The visual vocabulary of “No More Strike Anywhere” is taken from archival materials that include newspaper clippings, 70-something shelf meters of documentation from criminal bankruptcy proceedings, visits to the matchstick museum in Jönköping, a book of photographs supposedly given to Kreuger by his Indian workers as a gesture of their gratitude on his 50th birthday, as well as interviews with a variety of Kreuger scholars and conspiracy theorists. We do not intend to tell a full story or answer questions regarding Kreuger’s persona or legacy: rather, the intention behind this project is to read the dialogue between images; to explore how our place in an U.S.-inflected economic and political present affects our understanding of another country’s economic history, and how that history in turn foreshadows contemporary narratives concerning economic successes and failures. A flowchart such as the one that begins this essay comprises the type of necessary fiction that economists and historians deal in, inherent with its implied relationships between facts, figures, dates, and events. “No More Strike Anywhere” is a flowchart of sorts, where images that bear a relationship to the subjective rearticulations of power hopefully point to the awkwardness and volatility of the relationship between image and story, as well as how identification with images has real economic and social consequences in the present.
In dialogue with each other, these structures of depicting and interpreting the world — charts, testimonies, and photographs alike — should be revealed as subjective, deliberate, and equally susceptible to attempts at ideological revision.
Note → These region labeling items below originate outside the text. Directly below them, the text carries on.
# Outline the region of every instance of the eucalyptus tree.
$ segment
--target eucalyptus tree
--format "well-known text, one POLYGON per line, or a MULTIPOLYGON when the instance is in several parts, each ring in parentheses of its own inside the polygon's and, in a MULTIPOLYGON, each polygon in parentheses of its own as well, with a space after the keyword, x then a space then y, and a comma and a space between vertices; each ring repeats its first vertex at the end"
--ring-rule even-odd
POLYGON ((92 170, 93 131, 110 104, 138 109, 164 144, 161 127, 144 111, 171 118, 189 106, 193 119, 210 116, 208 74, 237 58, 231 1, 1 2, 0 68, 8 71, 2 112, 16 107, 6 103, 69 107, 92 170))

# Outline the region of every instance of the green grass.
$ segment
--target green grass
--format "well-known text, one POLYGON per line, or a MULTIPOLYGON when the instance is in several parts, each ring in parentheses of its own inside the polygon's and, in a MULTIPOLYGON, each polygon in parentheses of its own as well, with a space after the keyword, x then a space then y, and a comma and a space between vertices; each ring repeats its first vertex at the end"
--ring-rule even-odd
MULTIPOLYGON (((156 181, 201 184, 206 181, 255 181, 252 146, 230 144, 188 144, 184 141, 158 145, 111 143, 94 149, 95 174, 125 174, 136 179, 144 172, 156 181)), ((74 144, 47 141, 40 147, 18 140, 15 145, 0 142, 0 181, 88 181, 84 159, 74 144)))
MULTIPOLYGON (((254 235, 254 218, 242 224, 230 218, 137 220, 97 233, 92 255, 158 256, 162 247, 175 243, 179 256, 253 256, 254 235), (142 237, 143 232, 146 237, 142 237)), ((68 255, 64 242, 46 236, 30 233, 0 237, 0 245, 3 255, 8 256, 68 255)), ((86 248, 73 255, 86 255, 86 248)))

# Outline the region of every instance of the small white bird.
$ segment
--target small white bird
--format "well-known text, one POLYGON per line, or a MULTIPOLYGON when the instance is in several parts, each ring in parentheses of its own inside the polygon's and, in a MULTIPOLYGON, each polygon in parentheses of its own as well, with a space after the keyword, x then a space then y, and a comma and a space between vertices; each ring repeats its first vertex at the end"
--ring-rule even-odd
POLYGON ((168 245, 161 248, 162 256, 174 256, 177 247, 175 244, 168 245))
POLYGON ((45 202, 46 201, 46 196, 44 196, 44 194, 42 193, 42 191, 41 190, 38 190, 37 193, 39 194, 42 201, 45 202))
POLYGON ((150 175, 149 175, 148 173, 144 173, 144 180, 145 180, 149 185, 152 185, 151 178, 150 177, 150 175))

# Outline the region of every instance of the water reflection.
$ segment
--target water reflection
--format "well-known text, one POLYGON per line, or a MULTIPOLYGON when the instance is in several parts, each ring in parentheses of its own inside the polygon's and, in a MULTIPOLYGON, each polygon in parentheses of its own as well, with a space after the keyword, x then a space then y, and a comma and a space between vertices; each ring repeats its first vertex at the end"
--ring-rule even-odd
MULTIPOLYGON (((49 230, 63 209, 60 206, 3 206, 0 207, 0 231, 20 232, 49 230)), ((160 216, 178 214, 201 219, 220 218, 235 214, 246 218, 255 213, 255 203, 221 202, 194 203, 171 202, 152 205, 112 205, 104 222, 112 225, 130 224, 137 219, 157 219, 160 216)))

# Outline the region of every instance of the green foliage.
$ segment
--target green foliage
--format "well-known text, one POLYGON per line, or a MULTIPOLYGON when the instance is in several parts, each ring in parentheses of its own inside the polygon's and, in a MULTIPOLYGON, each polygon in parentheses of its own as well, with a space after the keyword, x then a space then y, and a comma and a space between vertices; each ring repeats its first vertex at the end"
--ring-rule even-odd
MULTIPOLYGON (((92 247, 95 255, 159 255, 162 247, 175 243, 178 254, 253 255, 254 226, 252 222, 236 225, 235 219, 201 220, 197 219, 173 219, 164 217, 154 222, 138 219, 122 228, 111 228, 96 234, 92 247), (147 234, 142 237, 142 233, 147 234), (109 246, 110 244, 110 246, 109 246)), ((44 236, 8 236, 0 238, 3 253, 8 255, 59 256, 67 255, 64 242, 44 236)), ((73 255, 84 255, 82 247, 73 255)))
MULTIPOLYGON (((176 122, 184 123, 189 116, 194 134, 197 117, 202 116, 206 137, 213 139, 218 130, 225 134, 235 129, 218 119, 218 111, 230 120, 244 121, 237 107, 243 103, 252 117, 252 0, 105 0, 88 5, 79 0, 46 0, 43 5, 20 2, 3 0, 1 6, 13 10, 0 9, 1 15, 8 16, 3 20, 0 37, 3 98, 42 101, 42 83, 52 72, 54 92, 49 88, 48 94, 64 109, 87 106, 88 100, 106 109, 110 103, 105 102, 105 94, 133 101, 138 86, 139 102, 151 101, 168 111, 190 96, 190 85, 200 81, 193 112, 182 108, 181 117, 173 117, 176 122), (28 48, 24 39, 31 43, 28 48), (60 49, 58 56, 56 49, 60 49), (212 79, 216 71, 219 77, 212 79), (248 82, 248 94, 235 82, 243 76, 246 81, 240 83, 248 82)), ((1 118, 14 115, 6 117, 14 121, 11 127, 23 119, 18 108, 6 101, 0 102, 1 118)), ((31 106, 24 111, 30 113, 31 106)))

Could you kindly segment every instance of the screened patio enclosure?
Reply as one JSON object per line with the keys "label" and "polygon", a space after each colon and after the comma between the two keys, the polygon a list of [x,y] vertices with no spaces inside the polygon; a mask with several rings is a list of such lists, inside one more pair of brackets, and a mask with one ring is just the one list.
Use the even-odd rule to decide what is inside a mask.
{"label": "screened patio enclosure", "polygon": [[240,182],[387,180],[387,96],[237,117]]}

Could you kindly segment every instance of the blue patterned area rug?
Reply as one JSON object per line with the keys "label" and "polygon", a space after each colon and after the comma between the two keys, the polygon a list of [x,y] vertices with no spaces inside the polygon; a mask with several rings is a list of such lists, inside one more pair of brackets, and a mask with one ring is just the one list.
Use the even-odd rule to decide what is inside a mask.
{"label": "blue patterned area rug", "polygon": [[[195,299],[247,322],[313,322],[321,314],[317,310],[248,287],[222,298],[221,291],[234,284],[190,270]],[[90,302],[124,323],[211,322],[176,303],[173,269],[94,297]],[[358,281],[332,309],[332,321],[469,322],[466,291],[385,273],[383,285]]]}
Our utilization of a mode of documentary reference, where images might imply but also destabilize their historical contingency, offers an opportunity for complexity and confusion to have direct implications for our understanding (or confusion) in relation to the present. The idea is not to familiarize a reader with Ivar Kreuger the man, but rather to distance the reader from her/his relationship to abstract possibilities (or impossibilities) in the present, and in so doing to place the reader closer to questions having to do with national fiction-making and how we collectively can work to re-frame and re-articulate the present as we here seek to re-frame and re-articulate the past.